Show HN: TG – Fast geometry library for C (opens in new tab)

(github.com)

201 pointstidwall2y ago32 comments

32 comments

31 comments · 11 top-level

Waterluvian2y ago· 8 in thread

Very nice! I wonder if I can compile this to wasm. I’ve been badly needing spatial predicates in a web environment that are faster and less clunky than JSTS.

Does it assume a flat Cartesian world or does it handle ellipsoids or even map projections? (Or does it avoid the complexity altogether by not doing any work that cares about distances?)

crabmusket2y ago

Are there any other libraries in the browser space that implement polygon Boolean operations other than JSTS?

I've tried martinez-polygon-clipping, polygon-clipping, and polyclip-ts, all of which are based on the same algorithm, and all of which seem to throw exceptions frequently on geometry with overlapping edges.

I'm thinking I'll need to dig into JSTS in the hope it'll prove more stable... or learn how to write these kinds of algorithms myself.

kylebarron2y ago

I'm working on bringing GeoRust algorithms [0] (which include boolean operations) to the web via WebAssembly.
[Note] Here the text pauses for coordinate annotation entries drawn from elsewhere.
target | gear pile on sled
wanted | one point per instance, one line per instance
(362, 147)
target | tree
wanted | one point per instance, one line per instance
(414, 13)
See this blog post [1] for an intro. There's also separate work on binding GEOS to Wasm [2], but I'm more excited about GeoArrow in the long term because you can interpret Wasm geometries in JS without any copies across the boundary [3].

[0]: https://docs.rs/geo/latest/geo/#algorithms

[1]: https://observablehq.com/@kylebarron/prototyping-georust-geo...

[2]: https://github.com/chrispahm/geos-wasm

[3]: https://observablehq.com/@kylebarron/zero-copy-apache-arrow-...

crabmusket2y ago

Oh I've read [3] before, that's very exciting! I'll be following your RSS feed :)

Tanjreeve2y ago

I would assume it's flat

A) if you're handling projections or doing geodesic geometry then there's a bunch of other stuff to do and you'd probably have to mention it.

B) it would be obvious in the codebase if that was a part of it there'd be mentions of projections or some sort of constants for spherical maths.

C) Projections etc are often very application specific afaik it's not really possible to generalise it safely.

o11c2y ago

Ellipsoids don't have a well-defined answer to what is "inside" or "outside" the asylum.

simonw2y ago

Yeah a WASM build of this would be fantastic. It looks like it's a very clean C codebase so I expect getting it working in WASM would be relatively straightforward.

tidwallOP2y ago

Yes, I used wasm as one of the targets during development.

simonw2y ago

Awesome, you should add that to the readme!

I blogged about it here: https://simonwillison.net/2023/Sep/23/tg-polygon-indexing/

aquarin2y ago· 5 in thread

I am curious, what exactly "feq" is calculating?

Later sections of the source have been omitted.